Match on the minion ID/hostname whenever practical. A database server will always start with "db", an application server will always start with "app", and so on. The customer/cluster name will be another part of the minion ID, as will the environment and datacenter of the host.

If you want to avoid duplication between state and pillar top.sls files, you can consider rendering your state top.sls based on pillar data, like this:

# pillar top.sls
  - roles.salt_master
  - roles.salt_minion

# pillar roles/salt_master.sls
  salt.master: true

# pillar roles/salt_minion.sls
  salt.minon: true

# state top.sls
{{ }}:
  {% for state in pillar.get('states', []) %}
   - {{ state }}
  {% endfor %}

Note how we use hostname matching to apply roles (roles being simply a set of pillar data). We then define which states the role includes in these role pillar files - we use a dictionary because unlike lists (at least until very recently), dictionaries are merged instead of overwritten. It also enables us to write a pillar to disable a state set by another pillar, if necessary.

As opposed to grains, this is secure, because pillar data is rendered entirely on the master side and cannot be tampered with by the minion.

There will be some exceptions, situations where the hostname alone simply can't convey enough information, and you don't want to enter each individual host into your top file. Grains can be an option here, but you need to decide whether it can be a security risk if the grain gets changed. For example, your app servers may run various types of web applications:

'app* and G@app_type:php':
  - match: compound
  - roles.webserver_php
'app* and G@app_type:python':
  - match: compound
  - roles.webserver_python

This is relatively safe because installing PHP instead of/in addition to Python on an app server won't damage anything outside of the compromised host. Also, we explicitly state which pillar/state to include, instead of blindly accepting the grain value.

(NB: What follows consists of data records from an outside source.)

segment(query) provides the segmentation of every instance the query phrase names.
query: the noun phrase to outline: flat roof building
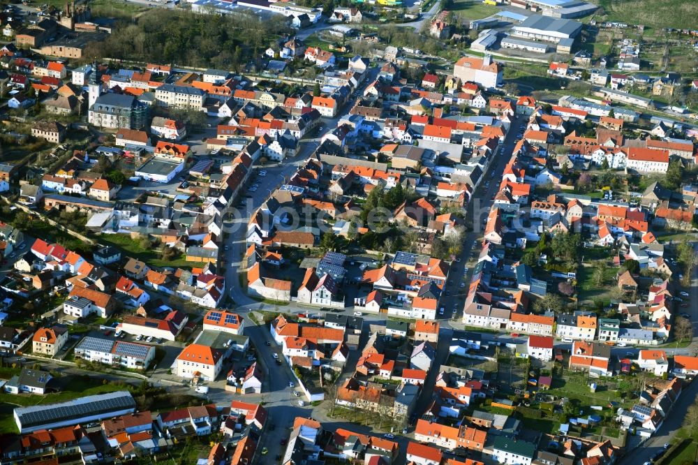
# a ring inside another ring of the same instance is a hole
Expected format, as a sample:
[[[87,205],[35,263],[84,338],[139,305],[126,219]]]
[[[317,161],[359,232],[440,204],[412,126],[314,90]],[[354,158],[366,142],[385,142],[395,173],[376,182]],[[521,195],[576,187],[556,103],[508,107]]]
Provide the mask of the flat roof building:
[[[135,401],[128,391],[87,396],[59,404],[20,407],[15,422],[20,434],[51,429],[87,422],[101,421],[135,411]]]
[[[502,48],[525,50],[535,53],[546,53],[548,51],[548,44],[544,42],[534,42],[533,40],[517,39],[513,37],[505,37],[502,39],[500,43]]]
[[[143,163],[134,173],[144,179],[154,182],[170,182],[184,168],[184,163],[176,163],[154,157]]]
[[[580,31],[581,22],[540,15],[531,15],[512,29],[515,36],[555,43],[564,38],[574,38]]]

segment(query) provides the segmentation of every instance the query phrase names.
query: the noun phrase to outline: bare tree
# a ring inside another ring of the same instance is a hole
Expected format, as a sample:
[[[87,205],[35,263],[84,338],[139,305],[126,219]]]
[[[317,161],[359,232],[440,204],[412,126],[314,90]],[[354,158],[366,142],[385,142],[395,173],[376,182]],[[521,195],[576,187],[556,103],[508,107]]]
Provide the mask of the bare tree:
[[[688,318],[676,317],[674,325],[674,339],[679,342],[690,339],[693,335],[693,325]]]

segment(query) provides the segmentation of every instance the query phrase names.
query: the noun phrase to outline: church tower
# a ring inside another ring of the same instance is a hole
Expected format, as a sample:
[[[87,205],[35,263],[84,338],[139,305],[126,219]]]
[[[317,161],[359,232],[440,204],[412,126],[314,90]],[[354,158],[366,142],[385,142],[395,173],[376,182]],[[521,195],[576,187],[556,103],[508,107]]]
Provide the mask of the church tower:
[[[102,83],[97,79],[97,62],[92,64],[92,72],[89,75],[89,84],[87,84],[87,108],[91,108],[97,98],[102,94]]]

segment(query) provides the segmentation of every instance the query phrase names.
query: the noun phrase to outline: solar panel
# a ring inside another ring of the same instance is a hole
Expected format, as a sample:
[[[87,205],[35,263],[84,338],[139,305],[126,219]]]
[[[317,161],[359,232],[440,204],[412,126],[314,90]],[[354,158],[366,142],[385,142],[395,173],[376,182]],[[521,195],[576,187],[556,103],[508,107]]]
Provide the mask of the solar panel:
[[[637,405],[637,404],[634,406],[633,406],[632,411],[647,416],[652,415],[652,408],[651,408],[650,407],[646,407],[642,405]]]
[[[414,265],[417,263],[417,256],[415,253],[398,252],[395,254],[395,258],[393,259],[393,263],[399,263],[400,265]]]
[[[88,336],[80,341],[75,350],[108,353],[112,351],[112,347],[114,347],[114,341]]]
[[[124,357],[145,358],[151,350],[150,346],[136,344],[132,342],[119,342],[114,349],[114,353]]]
[[[211,311],[209,312],[206,319],[218,323],[218,321],[221,321],[221,316],[223,316],[223,314],[220,311]]]
[[[109,414],[126,408],[134,408],[135,402],[128,392],[110,392],[48,405],[21,407],[15,409],[23,430],[51,423],[75,420],[86,416]]]

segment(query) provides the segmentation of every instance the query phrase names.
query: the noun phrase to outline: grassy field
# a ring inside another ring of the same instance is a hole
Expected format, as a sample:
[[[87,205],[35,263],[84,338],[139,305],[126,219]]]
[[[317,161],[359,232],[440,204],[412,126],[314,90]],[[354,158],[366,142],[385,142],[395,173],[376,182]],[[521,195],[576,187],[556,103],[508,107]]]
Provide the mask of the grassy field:
[[[599,0],[609,21],[644,24],[653,28],[695,27],[698,2],[686,0]]]
[[[693,441],[687,445],[676,450],[668,459],[662,462],[662,465],[692,465],[698,457],[698,443]]]
[[[482,20],[499,13],[499,8],[493,5],[485,5],[475,0],[454,0],[453,6],[449,11],[453,11],[463,20]]]
[[[45,150],[50,147],[50,143],[43,139],[39,139],[36,142],[22,145],[8,144],[0,147],[0,154],[2,155],[2,161],[5,163],[16,162],[24,159],[31,154]]]
[[[160,247],[144,249],[140,245],[140,241],[131,239],[130,236],[125,234],[104,234],[101,235],[97,240],[102,244],[119,247],[127,252],[128,256],[145,262],[150,266],[174,268],[203,266],[202,263],[186,261],[183,256],[174,260],[163,260]]]
[[[579,268],[579,272],[577,274],[579,301],[602,300],[605,302],[609,300],[611,288],[615,286],[615,283],[611,281],[618,274],[618,268],[612,266],[608,267],[604,274],[604,285],[597,286],[595,279],[596,262],[586,260],[585,265],[586,266]]]

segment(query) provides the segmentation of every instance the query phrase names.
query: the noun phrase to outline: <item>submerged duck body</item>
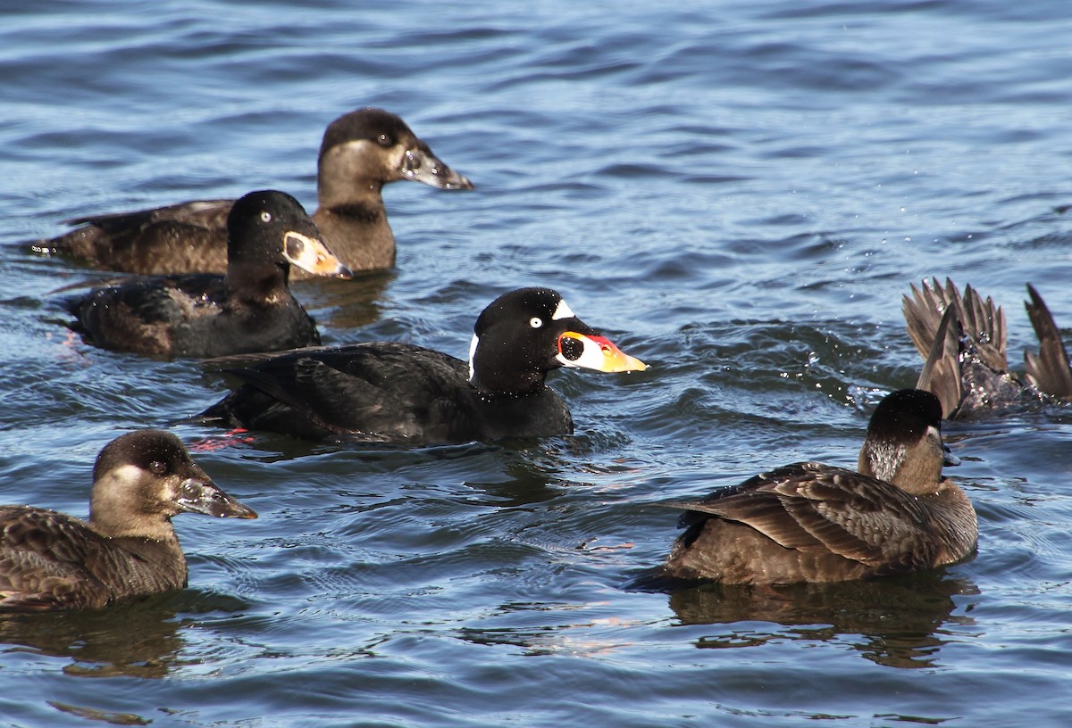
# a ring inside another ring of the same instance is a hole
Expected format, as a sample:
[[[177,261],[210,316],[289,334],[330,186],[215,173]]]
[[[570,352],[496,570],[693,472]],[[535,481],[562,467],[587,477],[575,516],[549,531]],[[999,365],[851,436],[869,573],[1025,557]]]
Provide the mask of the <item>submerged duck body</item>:
[[[875,410],[858,471],[796,462],[674,503],[687,530],[657,576],[675,581],[846,581],[951,564],[976,549],[967,495],[941,474],[941,405],[900,390]]]
[[[642,370],[547,288],[505,293],[480,314],[470,362],[419,346],[308,349],[232,370],[244,383],[206,423],[307,440],[447,444],[572,431],[545,383],[560,367]]]
[[[0,611],[95,609],[187,585],[172,517],[256,518],[221,490],[174,435],[129,433],[93,467],[89,521],[0,506]]]
[[[318,209],[313,222],[328,246],[353,271],[394,264],[394,237],[382,189],[397,180],[441,189],[472,189],[398,116],[362,108],[336,119],[324,133],[317,161]],[[79,258],[94,268],[143,275],[223,273],[226,221],[235,200],[196,200],[129,213],[68,221],[75,230],[33,244],[49,255]],[[296,277],[304,277],[297,273]]]
[[[287,286],[291,263],[351,277],[301,206],[276,191],[250,193],[227,217],[226,275],[120,279],[64,302],[90,344],[163,358],[223,357],[313,346],[312,317]]]
[[[902,308],[908,334],[926,360],[928,381],[947,419],[986,415],[1031,403],[1072,399],[1072,369],[1060,332],[1045,301],[1028,284],[1028,317],[1039,353],[1024,352],[1025,374],[1014,374],[1007,354],[1006,317],[991,298],[970,285],[962,294],[949,278],[911,287]],[[949,314],[950,324],[941,327]],[[939,335],[940,333],[940,335]]]

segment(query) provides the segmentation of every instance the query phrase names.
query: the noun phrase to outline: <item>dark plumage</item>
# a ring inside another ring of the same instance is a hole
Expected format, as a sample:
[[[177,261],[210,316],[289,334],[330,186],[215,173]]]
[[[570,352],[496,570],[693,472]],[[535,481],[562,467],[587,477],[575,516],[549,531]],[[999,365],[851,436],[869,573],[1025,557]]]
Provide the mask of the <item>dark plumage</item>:
[[[352,271],[394,264],[394,237],[381,196],[396,180],[441,189],[473,183],[443,164],[401,118],[363,108],[336,119],[317,161],[319,207],[313,222]],[[80,225],[36,251],[81,258],[94,268],[144,275],[223,273],[227,213],[234,200],[197,200],[165,208],[68,221]],[[306,277],[296,272],[295,277]]]
[[[174,435],[116,438],[93,467],[88,522],[0,506],[0,611],[93,609],[184,587],[187,560],[172,527],[179,513],[257,517],[217,487]]]
[[[505,293],[477,319],[470,364],[407,344],[287,352],[234,370],[245,383],[204,422],[309,440],[428,444],[572,431],[545,384],[562,366],[642,370],[547,288]]]
[[[876,408],[859,472],[796,462],[673,503],[688,526],[659,571],[725,583],[845,581],[950,564],[974,551],[976,512],[942,477],[941,405],[900,390]]]
[[[927,361],[927,381],[918,386],[938,396],[946,418],[1072,399],[1072,370],[1057,324],[1034,287],[1028,284],[1027,289],[1031,300],[1025,306],[1039,337],[1039,354],[1025,351],[1023,379],[1009,369],[1004,312],[992,299],[983,301],[970,285],[962,295],[949,278],[944,287],[937,278],[920,288],[913,285],[912,295],[904,297],[908,334]],[[940,328],[947,312],[950,322]]]
[[[291,263],[319,275],[351,272],[319,239],[298,201],[274,191],[238,200],[227,216],[226,275],[120,279],[64,302],[90,344],[157,357],[223,357],[321,343],[287,287]]]

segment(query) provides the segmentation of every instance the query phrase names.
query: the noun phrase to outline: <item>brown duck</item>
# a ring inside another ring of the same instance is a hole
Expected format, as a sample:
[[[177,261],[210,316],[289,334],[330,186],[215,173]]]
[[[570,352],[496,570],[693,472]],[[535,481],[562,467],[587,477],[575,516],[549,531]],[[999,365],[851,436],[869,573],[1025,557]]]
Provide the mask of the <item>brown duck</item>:
[[[987,297],[984,301],[970,285],[962,294],[949,278],[926,280],[902,308],[908,335],[930,371],[921,389],[934,392],[942,403],[947,419],[986,415],[1018,405],[1072,399],[1072,369],[1060,332],[1039,291],[1027,285],[1029,301],[1024,303],[1039,352],[1024,352],[1023,376],[1009,367],[1006,351],[1006,317]],[[948,313],[950,323],[940,328]],[[941,335],[938,335],[939,332]]]
[[[402,119],[377,108],[351,111],[324,133],[317,160],[319,207],[313,222],[352,271],[394,264],[394,236],[382,196],[388,182],[413,180],[440,189],[473,183],[432,153]],[[40,240],[47,255],[80,258],[93,268],[148,275],[223,273],[227,268],[227,213],[232,199],[196,200],[164,208],[68,221],[79,225]],[[295,278],[310,277],[295,271]]]
[[[859,472],[796,462],[701,501],[671,504],[688,512],[688,529],[657,576],[724,583],[845,581],[965,559],[976,549],[976,512],[941,474],[940,426],[934,395],[899,390],[872,415]]]
[[[172,516],[256,518],[198,468],[177,437],[122,435],[93,466],[89,521],[0,506],[0,611],[94,609],[180,589],[187,560]]]

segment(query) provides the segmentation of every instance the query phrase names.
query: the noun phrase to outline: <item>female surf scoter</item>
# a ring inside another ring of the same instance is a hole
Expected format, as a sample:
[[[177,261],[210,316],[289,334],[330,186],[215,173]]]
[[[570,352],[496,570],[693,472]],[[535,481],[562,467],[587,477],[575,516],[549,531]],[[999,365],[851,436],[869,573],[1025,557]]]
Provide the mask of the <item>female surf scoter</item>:
[[[257,514],[221,490],[177,437],[122,435],[93,466],[89,521],[29,505],[0,506],[0,611],[95,609],[187,586],[172,516]]]
[[[232,370],[244,383],[203,423],[307,440],[446,444],[572,433],[548,371],[641,371],[548,288],[505,293],[474,328],[468,364],[419,346],[293,351]]]
[[[352,271],[394,264],[394,237],[381,196],[396,180],[440,189],[473,183],[443,164],[405,122],[376,108],[351,111],[328,125],[317,161],[319,207],[313,222]],[[227,213],[235,200],[196,200],[137,212],[68,221],[81,225],[33,243],[35,251],[80,258],[124,273],[223,273]],[[296,273],[295,277],[306,277]]]
[[[1009,369],[1006,318],[1000,306],[965,286],[964,294],[949,278],[914,285],[902,301],[908,334],[920,354],[934,361],[935,375],[925,389],[942,403],[947,419],[985,415],[1017,405],[1072,399],[1072,368],[1054,317],[1033,286],[1025,302],[1039,338],[1039,353],[1024,352],[1023,379]],[[937,336],[944,312],[952,323]]]
[[[321,343],[291,293],[291,263],[352,277],[286,193],[253,192],[227,215],[227,273],[119,279],[64,302],[86,340],[157,357],[223,357]]]
[[[899,390],[872,415],[858,470],[796,462],[684,509],[655,576],[724,583],[846,581],[951,564],[976,549],[967,495],[941,474],[941,404]],[[955,460],[953,461],[955,464]]]

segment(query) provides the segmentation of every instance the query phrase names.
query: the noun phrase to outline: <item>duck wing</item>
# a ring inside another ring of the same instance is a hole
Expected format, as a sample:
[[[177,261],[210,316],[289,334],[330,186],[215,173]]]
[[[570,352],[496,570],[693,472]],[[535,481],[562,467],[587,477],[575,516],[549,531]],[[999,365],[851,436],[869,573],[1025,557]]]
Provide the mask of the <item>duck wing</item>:
[[[119,279],[63,302],[71,328],[117,351],[169,355],[175,329],[218,316],[227,298],[223,276],[188,274]]]
[[[1036,389],[1061,399],[1072,399],[1072,369],[1053,314],[1031,284],[1027,284],[1031,301],[1024,302],[1027,315],[1039,337],[1039,353],[1024,351],[1027,381]]]
[[[223,273],[232,204],[229,199],[197,200],[76,217],[65,222],[80,227],[36,246],[126,273]]]
[[[295,414],[348,439],[438,441],[440,430],[460,427],[467,419],[465,363],[408,344],[304,349],[228,374]],[[240,393],[232,396],[240,398]],[[233,401],[229,407],[240,406]],[[256,428],[255,422],[247,426]]]
[[[796,462],[717,490],[684,509],[749,526],[788,549],[822,551],[864,563],[876,574],[934,565],[934,547],[918,536],[928,517],[917,499],[855,471]],[[695,514],[695,515],[694,515]]]
[[[111,591],[89,565],[101,547],[101,536],[76,518],[0,507],[0,611],[103,607]]]

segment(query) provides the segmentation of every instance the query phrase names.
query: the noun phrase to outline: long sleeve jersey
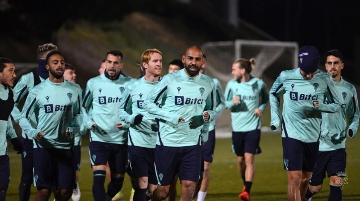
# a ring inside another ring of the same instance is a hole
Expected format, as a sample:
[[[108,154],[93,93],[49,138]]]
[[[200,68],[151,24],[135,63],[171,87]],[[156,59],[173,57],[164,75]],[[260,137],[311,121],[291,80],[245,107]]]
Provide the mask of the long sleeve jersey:
[[[280,117],[280,95],[284,93],[282,117]],[[281,121],[283,137],[305,142],[314,142],[320,137],[321,112],[338,113],[342,101],[339,99],[332,77],[318,70],[310,80],[306,80],[300,69],[281,72],[270,90],[271,129],[279,127]],[[324,104],[324,97],[328,104]],[[318,101],[315,108],[312,102]]]
[[[201,73],[189,77],[185,70],[165,76],[144,102],[145,111],[160,119],[157,145],[182,147],[207,140],[207,133],[202,136],[205,123],[202,114],[209,113],[208,122],[216,115],[214,82]],[[178,123],[180,117],[185,121]]]
[[[94,124],[96,127],[90,130],[90,141],[124,144],[127,140],[129,125],[121,121],[117,114],[125,89],[134,79],[119,74],[113,80],[105,76],[105,72],[87,81],[82,107],[86,110],[92,104],[91,116],[84,115],[90,129]],[[118,128],[117,123],[122,124]]]
[[[158,128],[155,117],[143,108],[145,99],[158,81],[150,82],[144,76],[127,86],[120,102],[118,114],[120,119],[130,124],[128,134],[127,144],[147,148],[154,148]],[[143,117],[141,122],[134,125],[137,115]]]
[[[359,126],[359,108],[357,96],[355,87],[344,80],[335,82],[335,86],[340,99],[343,101],[338,113],[323,113],[321,124],[321,137],[319,151],[327,151],[345,148],[346,142],[346,114],[350,117],[348,135],[354,137]],[[324,104],[331,102],[328,97],[324,99]],[[352,134],[349,135],[349,131]]]
[[[0,84],[0,156],[7,154],[8,142],[6,139],[17,137],[10,113],[14,107],[13,93],[8,87]]]
[[[233,105],[233,99],[238,96],[239,102]],[[231,111],[231,127],[233,131],[247,132],[260,129],[260,118],[254,111],[258,108],[263,112],[269,102],[266,85],[261,79],[252,77],[246,82],[231,79],[225,90],[225,105]]]
[[[35,139],[34,147],[68,149],[74,145],[74,132],[82,121],[81,90],[78,85],[64,81],[52,82],[49,78],[30,90],[26,99],[19,123],[25,133]],[[33,127],[30,118],[34,115],[37,124]],[[70,135],[66,134],[68,128]]]

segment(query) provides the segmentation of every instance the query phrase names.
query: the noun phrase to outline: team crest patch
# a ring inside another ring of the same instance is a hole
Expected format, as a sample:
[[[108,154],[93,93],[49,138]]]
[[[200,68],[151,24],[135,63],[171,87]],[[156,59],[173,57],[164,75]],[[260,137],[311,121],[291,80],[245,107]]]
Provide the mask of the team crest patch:
[[[37,174],[35,174],[34,176],[34,179],[35,179],[35,182],[37,181],[37,179],[39,178],[39,175]]]
[[[199,90],[200,91],[200,94],[202,96],[204,92],[205,92],[205,89],[203,87],[200,87],[199,88]]]
[[[345,99],[346,97],[346,96],[347,94],[346,93],[346,92],[342,92],[342,98],[344,99],[344,100],[345,100]]]
[[[71,98],[72,97],[72,94],[71,93],[68,93],[68,97],[69,100],[71,100]]]
[[[180,90],[181,89],[181,87],[176,87],[176,88],[177,89],[177,92],[178,92],[179,93],[179,94],[180,94]]]
[[[125,88],[122,87],[120,87],[119,89],[120,90],[120,92],[121,92],[121,94],[122,94],[124,93],[124,91],[125,91]]]
[[[319,87],[319,84],[317,83],[314,83],[314,84],[313,85],[314,86],[314,90],[315,90],[315,91],[316,91],[318,90],[318,88]]]

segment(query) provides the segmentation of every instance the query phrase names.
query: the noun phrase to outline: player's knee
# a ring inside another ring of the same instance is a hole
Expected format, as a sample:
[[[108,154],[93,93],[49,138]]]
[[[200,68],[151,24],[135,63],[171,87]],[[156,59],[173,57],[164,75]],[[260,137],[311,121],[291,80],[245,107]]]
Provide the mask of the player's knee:
[[[313,194],[316,194],[320,192],[320,190],[321,190],[321,188],[322,188],[322,187],[323,185],[319,185],[319,186],[309,186],[310,191],[311,191]]]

Finally, if you use an external pillar to store your data instead of the top file structure, you automatically solve a lot of the problems you were trying to solve by using grains in the first place. Using a relational database, for example, means you could write a nice admin interface for managing all the different servers, and duplication of data is no longer a big deal. You can also do custom data processing in the external pillar python module.